3.2. Dano Grave e de Difícil Reparação
A mera constatação da corrida às importações não basta para justificar a retroatividade. É necessário, também, demonstrar que a corrida às importações resultou em um dano grave e irreparável à indústria nacional.
Para verificar o dano, o DECOM (Departamento de Defesa Comercial) considera os seguintes elementos:
Perda de participação de mercado da indústria nacional.
Redução de preços praticados pela indústria nacional em virtude da concorrência desleal.
Impacto nos lucros e no emprego no setor industrial doméstico.
4. Limites Temporais da Retroatividade
O prazo máximo para a aplicação retroativa dos direitos antidumping é de 90 dias antes da data de publicação da medida antidumping provisória.
Exemplo prático:
Data de publicação da medida provisória: 01/07/2024
Data de início da retroatividade: 02/04/2024 (90 dias antes)
Esse prazo de 90 dias é contado de forma retroativa a partir da data da publicação da medida provisória e não retroage ao início da investigação. Portanto, o período de retroatividade é limitado e deve estar expressamente previsto no ato que estabelece o direito antidumping.
5. Procedimento de Cobrança Retroativa
O procedimento de cobrança retroativa está previsto no art. 8º da Lei 9.019/1995, com as seguintes etapas principais:
Intimação do Importador: A Receita Federal intima o importador para o pagamento dos direitos antidumping retroativos. O importador tem um prazo de 30 dias para pagar o valor devido, sem a incidência de juros de mora e multas.
Lavratura do Auto de Infração: Se o importador não pagar no prazo de 30 dias, a Receita Federal lavra um auto de infração, aplicando a multa de mora (20%) e os juros SELIC a partir do vencimento do prazo para pagamento.
Defesa Administrativa e Judicial: O importador pode apresentar impugnação administrativa e, em caso de indeferimento, recorrer ao CARF (Conselho Administrativo de Recursos Fiscais).

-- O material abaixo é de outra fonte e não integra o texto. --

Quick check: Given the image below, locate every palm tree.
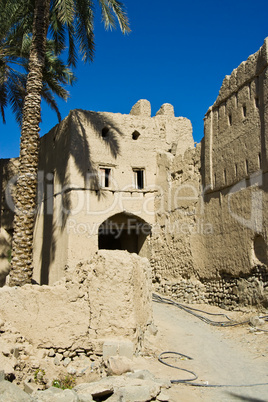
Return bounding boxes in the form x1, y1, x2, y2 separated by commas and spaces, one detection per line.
8, 0, 130, 286
0, 0, 75, 125
0, 36, 76, 126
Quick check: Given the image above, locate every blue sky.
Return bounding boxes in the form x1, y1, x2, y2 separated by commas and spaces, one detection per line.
1, 0, 268, 158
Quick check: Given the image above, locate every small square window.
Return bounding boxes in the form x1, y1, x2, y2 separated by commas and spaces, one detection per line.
99, 168, 111, 188
133, 169, 144, 189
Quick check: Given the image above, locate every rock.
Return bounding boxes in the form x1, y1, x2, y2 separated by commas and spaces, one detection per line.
63, 357, 71, 367
67, 367, 77, 375
2, 344, 11, 357
55, 353, 63, 361
32, 387, 79, 401
249, 316, 264, 327
157, 391, 170, 401
54, 356, 61, 366
0, 355, 16, 378
48, 349, 55, 357
24, 379, 39, 395
106, 356, 133, 376
128, 370, 171, 389
114, 382, 161, 401
74, 380, 114, 399
76, 394, 93, 402
0, 380, 32, 401
31, 359, 40, 369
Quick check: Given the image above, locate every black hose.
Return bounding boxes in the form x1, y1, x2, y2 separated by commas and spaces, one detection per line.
155, 294, 268, 388
158, 351, 197, 382
153, 293, 250, 327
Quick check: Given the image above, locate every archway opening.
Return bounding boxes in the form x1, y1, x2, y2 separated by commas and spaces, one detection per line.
98, 213, 151, 256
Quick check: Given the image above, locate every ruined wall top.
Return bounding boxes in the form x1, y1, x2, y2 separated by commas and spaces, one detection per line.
213, 37, 268, 108
155, 103, 175, 117
129, 99, 151, 117
129, 100, 175, 118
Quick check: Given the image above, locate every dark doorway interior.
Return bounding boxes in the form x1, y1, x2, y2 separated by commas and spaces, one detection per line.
98, 213, 150, 256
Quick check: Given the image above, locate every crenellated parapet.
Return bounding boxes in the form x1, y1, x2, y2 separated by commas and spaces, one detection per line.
215, 37, 268, 105
204, 37, 268, 192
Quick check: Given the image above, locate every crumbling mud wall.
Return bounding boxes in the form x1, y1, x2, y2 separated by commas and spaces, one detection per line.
151, 145, 204, 282
153, 39, 268, 309
201, 37, 268, 279
0, 251, 152, 353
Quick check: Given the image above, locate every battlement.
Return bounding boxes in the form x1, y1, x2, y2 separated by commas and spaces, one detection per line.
214, 37, 268, 107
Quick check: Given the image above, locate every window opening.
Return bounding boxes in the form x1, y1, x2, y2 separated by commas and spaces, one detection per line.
102, 127, 110, 139
132, 130, 140, 140
235, 163, 238, 177
133, 169, 144, 189
99, 168, 111, 188
258, 153, 262, 169
242, 105, 247, 118
228, 114, 232, 126
245, 160, 249, 175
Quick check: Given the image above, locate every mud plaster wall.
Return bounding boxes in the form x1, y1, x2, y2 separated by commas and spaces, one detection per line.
150, 145, 204, 281
200, 37, 268, 279
33, 101, 194, 285
0, 251, 152, 354
150, 39, 268, 309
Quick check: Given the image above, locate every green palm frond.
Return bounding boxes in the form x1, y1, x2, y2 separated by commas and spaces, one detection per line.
0, 0, 76, 126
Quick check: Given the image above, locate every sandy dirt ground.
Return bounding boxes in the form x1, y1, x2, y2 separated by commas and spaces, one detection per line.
133, 296, 268, 402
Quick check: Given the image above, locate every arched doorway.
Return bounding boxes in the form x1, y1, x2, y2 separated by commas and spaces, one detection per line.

Caso o recurso administrativo seja indeferido, o importador pode propor ação judicial.
Argumentos de defesa mais comuns:
Ausência de fundamentação técnica na constatação de "corrida às importações".
Falta de comprovação do dano irreparável à indústria nacional.
Erro na delimitação do prazo retroativo.
6. Ilegalidade da Cobrança Retroativa
Embora a Lei nº 9.019/1995 e o Decreto nº 8.058/2013 prevejam a retroatividade dos direitos antidumping, há fundamentos constitucionais e infraconstitucionais para contestar a cobrança. A retroatividade fere, em tese, os seguintes princípios:
Princípio da Irretroatividade (art. 150, III, "a", CF/88): A cobrança de direitos antidumping sobre operações anteriores à sua vigência violaria a proibição de cobrança de tributos sobre fatos geradores passados. Embora prevaleça o entendimento de que o direito antidumping não é tributo, alguns doutrinadores e advogados de defesa de importadores tentam aplicar o princípio da isonomia e as garantias tributárias (como a irretroatividade) ao direito antidumping.
Ato Jurídico Perfeito (art. 5º, XXXVI, CF/88): Importações realizadas de acordo com a legislação vigente constituem atos jurídicos perfeitos que não podem ser modificados por normas posteriores.
Norma do CTN (art. 105, CTN): O fato gerador consumado (registro da DI e o desembaraço aduaneiro) não pode ser atingido por legislação posterior que cria ou aumenta o encargo do importador.
Portanto, sim, é possível alegar que a retroatividade dos direitos antidumping é ilegal, especialmente se for demonstrado que a cobrança retroativa atinge operações já finalizadas. Essa tese pode ser utilizada em defesas administrativas no CARF e ações judiciais para evitar ou anular a cobrança.